Data and prediction through classification

A key value that you can extract from raw data is the ability to build a model you can use for prediction or classification. Applying this model, you can translate an observation into a prediction or classification that has obvious value. This tutorial continues the tenets introduced in Part 1: “Data, structure, and the data science pipeline,” exploring two methods for classification (a form of prediction) using supervised learning and unsupervised learning.

Classification is a common application of machine-learning algorithms. You can implement prediction and classification by using supervised learning, where you use prior observations to build a model that predicts an outcome based on unseen observations. You can also implement it by using unsupervised learning, where you cluster observations into sets to predict the behavior of new observations based on the cluster to which they are closest.

Machine learning has been applied successfully to many prediction and classification problems, including flight delays, credit scores, and stock prices. Here, I explore two interesting algorithms: probabilistic neural networks and density-based clustering (DBSCAN).

Probabilistic neural networks

Probabilistic neural networks (PNNs) were created in 1966 and are similar to the back-propagation neural network I discussed in “A neural networks deep dive.” Both are multilayer, feed-forward neural networks, but rather than rely on back-error propagation, PNNs use a different training method. You can use PNNs for pattern recognition and in clustering and classification as well as prediction.

PNN architecture

The PNN is a supervised learning approach and relies on a training set with labels (classes identified for each observation). The PNN is made up of four layers, as shown below.

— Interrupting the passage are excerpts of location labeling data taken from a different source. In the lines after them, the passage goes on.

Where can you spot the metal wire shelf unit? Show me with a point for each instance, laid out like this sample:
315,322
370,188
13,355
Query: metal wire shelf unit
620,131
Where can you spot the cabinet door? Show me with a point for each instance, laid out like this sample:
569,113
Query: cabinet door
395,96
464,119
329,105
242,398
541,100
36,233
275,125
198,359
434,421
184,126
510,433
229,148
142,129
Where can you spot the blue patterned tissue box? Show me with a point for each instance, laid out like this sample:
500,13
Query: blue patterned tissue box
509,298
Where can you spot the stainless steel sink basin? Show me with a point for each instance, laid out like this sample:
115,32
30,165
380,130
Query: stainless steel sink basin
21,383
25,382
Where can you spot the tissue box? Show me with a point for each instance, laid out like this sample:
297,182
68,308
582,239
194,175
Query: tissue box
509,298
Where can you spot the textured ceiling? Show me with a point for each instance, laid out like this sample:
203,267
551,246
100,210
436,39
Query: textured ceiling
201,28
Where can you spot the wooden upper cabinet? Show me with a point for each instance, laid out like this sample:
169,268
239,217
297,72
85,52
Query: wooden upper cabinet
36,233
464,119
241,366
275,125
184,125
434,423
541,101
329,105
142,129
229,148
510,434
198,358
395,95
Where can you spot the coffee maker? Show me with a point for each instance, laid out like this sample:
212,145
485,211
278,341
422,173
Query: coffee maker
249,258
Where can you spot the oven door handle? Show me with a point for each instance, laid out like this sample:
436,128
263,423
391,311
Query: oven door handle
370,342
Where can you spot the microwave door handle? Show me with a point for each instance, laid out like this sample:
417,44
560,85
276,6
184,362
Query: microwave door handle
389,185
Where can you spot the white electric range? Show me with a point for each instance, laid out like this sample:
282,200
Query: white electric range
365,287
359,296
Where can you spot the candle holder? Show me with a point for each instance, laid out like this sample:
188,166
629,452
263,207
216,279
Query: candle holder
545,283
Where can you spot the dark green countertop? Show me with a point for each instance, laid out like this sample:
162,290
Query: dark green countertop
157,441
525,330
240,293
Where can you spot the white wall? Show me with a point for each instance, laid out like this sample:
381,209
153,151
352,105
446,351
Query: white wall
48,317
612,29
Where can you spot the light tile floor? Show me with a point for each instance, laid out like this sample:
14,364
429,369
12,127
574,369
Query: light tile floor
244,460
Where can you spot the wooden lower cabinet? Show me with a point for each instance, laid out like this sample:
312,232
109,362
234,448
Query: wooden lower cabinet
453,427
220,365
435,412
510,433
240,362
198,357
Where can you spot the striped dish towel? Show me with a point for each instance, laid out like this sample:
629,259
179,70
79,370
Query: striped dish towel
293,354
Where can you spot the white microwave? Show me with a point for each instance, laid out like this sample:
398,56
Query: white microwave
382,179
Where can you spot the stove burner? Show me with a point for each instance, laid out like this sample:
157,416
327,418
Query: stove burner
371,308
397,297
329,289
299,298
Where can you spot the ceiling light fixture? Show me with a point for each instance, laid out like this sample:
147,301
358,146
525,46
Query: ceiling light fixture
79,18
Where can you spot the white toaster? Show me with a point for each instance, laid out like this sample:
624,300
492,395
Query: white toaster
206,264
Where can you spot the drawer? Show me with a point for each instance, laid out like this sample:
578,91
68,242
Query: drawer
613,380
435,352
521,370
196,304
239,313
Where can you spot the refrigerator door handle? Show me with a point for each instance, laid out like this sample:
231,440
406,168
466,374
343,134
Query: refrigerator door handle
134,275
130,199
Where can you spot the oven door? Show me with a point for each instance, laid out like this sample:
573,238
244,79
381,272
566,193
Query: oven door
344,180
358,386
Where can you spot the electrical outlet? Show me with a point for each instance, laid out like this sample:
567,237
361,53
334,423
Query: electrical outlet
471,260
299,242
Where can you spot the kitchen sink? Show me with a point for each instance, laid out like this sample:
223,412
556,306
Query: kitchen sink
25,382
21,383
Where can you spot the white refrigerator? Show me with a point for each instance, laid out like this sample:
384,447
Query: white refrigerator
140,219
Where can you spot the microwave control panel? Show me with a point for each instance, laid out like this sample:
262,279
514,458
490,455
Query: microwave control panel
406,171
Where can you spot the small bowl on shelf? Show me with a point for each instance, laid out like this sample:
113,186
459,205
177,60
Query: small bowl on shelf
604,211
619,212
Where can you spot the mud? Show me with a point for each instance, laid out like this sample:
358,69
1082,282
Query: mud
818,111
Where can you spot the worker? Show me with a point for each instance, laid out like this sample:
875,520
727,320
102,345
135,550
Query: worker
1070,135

Figure 1. PNN architecture
Line diagram of a typically PNN architecture

The input layer represents the input vector, with a dimension of the number of features for the problem. The pattern layer, also called the hidden layer, consists of a neuron for each observation in the training data set. The pattern neuron calculates the Euclidean distance from the training sample (represented by the neuron) and the input feature vector, which is represented as the centroid of the feature vectors for the class. The summation layer consists of a neuron for each class the data set represents. As the name implies, neurons in the summation layer calculate the sum of the pattern layer neuron’s output for the specific class they represent (which includes an average based on the number of observations for the class). Finally, the output layer, called the decision layer, implements a winner-takes-all approach: It identifies the class neuron in the summation layer with the largest value. This class then represents the predicted class for the input vector.

PNN algorithm

The algorithm for training and using a PNN is simple, as you’ll soon see in a bit of code. No training is required because computing a prediction simply iterates the entire data set to calculate the neurons in the summation layer. Contrast this with traditional back-propagation, where weights are adjusted after training each observation. Therefore, back-propagation networks can be faster to use but might take longer to train (as a function of the size of the data set).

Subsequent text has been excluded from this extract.